Meskipun demikian, MU tetap menunjukkan mental juara. Di tangan Carrick, tim ini tidak lagi mudah menyerah seperti musim-musim sebelumnya. Mereka tetap tenang, terus menekan, dan akhirnya mencetak gol penentu melalui Kobbie Mainoo. Gol tersebut memicu euforia luar biasa di seluruh penjuru Old Trafford.
Apakah Sudah Saatnya Status Michael Carrick Dipermanenkan?
Rekor Carrick sejak mengambil alih di Januari ini sungguh luar biasa: 10 kemenangan dari 14 pertandingan. Ia sudah membawa MU mengalahkan Manchester City, Arsenal, Chelsea, dan kini Liverpool. Di babak pertama laga ini, tim bermain dengan kepercayaan diri tinggi, gerakan lincah, dan semangat yang terlihat jelas. Bahkan saat tertinggal 2-2, para pemain tetap saling mendukung dan bertarung sampai akhir.
Carrick berhasil mengubah suasana di Old Trafford dari yang semula suram menjadi penuh harapan. Para pemain terlihat lebih bahagia, lebih ringan, dan lebih kompak.
Arne Slot dan Tantangan Berat Liverpool
Bagi Arne Slot, kekalahan ini terasa pahit. Liverpool datang dengan skuad yang sudah dihantam cedera (seperti Alexander Isak, Mohamed Salah, dan Hugo Ekitike). Namun, Slot sendiri mengakui bahwa permainan lambat di 20 menit pertama menjadi faktor utama. Set-up 4-2-2-2 di babak pertama memberi terlalu banyak ruang bagi MU untuk melakukan serangan balik. Pergantian taktik di babak kedua memang berhasil membawa Liverpool kembali mendominasi pertandingan, tapi ketidakmampuan menjaga intensitas sampai akhir pertandingan kembali terlihat.
Slot tidak mau mencari alasan soal pemain yang sedang absen. Ia tahu bahwa Liverpool masih harus bekerja keras untuk memastikan tiket Liga Champions. Kekalahan di kandang rival abadi ini jelas meninggalkan luka yang dalam.

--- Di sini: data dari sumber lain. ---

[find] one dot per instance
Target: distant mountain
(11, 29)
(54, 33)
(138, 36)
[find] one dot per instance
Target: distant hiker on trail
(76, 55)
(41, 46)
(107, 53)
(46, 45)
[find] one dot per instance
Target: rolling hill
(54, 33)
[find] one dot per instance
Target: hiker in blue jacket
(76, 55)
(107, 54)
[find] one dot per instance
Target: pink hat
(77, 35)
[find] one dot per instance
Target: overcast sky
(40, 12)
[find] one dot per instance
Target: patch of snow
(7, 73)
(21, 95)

Kesimpulan: Momentum yang Harus Dijaga
Kemenangan 3-2 ini adalah bukti bahwa Manchester United sedang membangun sesuatu yang nyata di bawah Michael Carrick. Mentalitas baru, semangat juang, dan kemampuan bangkit dari kesalahan menjadi ciri khas tim saat ini. Gol penentu Kobbie Mainoo melambangkan generasi baru yang siap membawa klub kembali ke puncak.

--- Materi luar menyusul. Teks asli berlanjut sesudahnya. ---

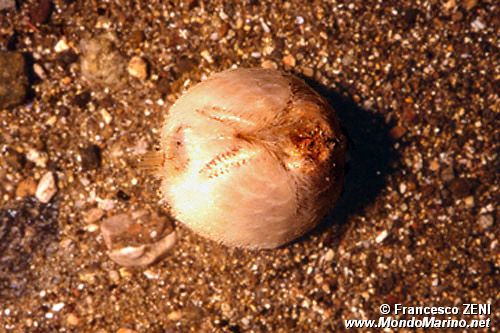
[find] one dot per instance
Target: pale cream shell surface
(231, 171)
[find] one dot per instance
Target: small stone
(308, 71)
(15, 159)
(434, 165)
(329, 255)
(469, 201)
(106, 116)
(25, 188)
(449, 5)
(269, 64)
(289, 60)
(13, 79)
(485, 221)
(136, 37)
(138, 238)
(477, 24)
(460, 188)
(125, 330)
(101, 63)
(206, 55)
(138, 68)
(41, 13)
(57, 307)
(72, 319)
(7, 4)
(61, 46)
(39, 158)
(82, 99)
(381, 236)
(397, 132)
(448, 174)
(174, 315)
(469, 4)
(90, 157)
(46, 188)
(93, 215)
(114, 276)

Bagi Liverpool, pertandingan ini menjadi pelajaran berharga tentang pentingnya konsistensi dan adaptasi cepat. Bagi MU, ini adalah malam yang membuktikan bahwa langkah yang diambil saat ini adalah langkah yang benar.
Old Trafford kembali bernyawa. Musim depan di Liga Champions terasa lebih dekat dan lebih menjanjikan. Sepak bola memang penuh kejutan, tapi saat ini MU menunjukkan bahwa mereka siap menghadapi segalanya; dengan gaya, dengan hati, dan dengan kualitas yang pantas menjadi juara.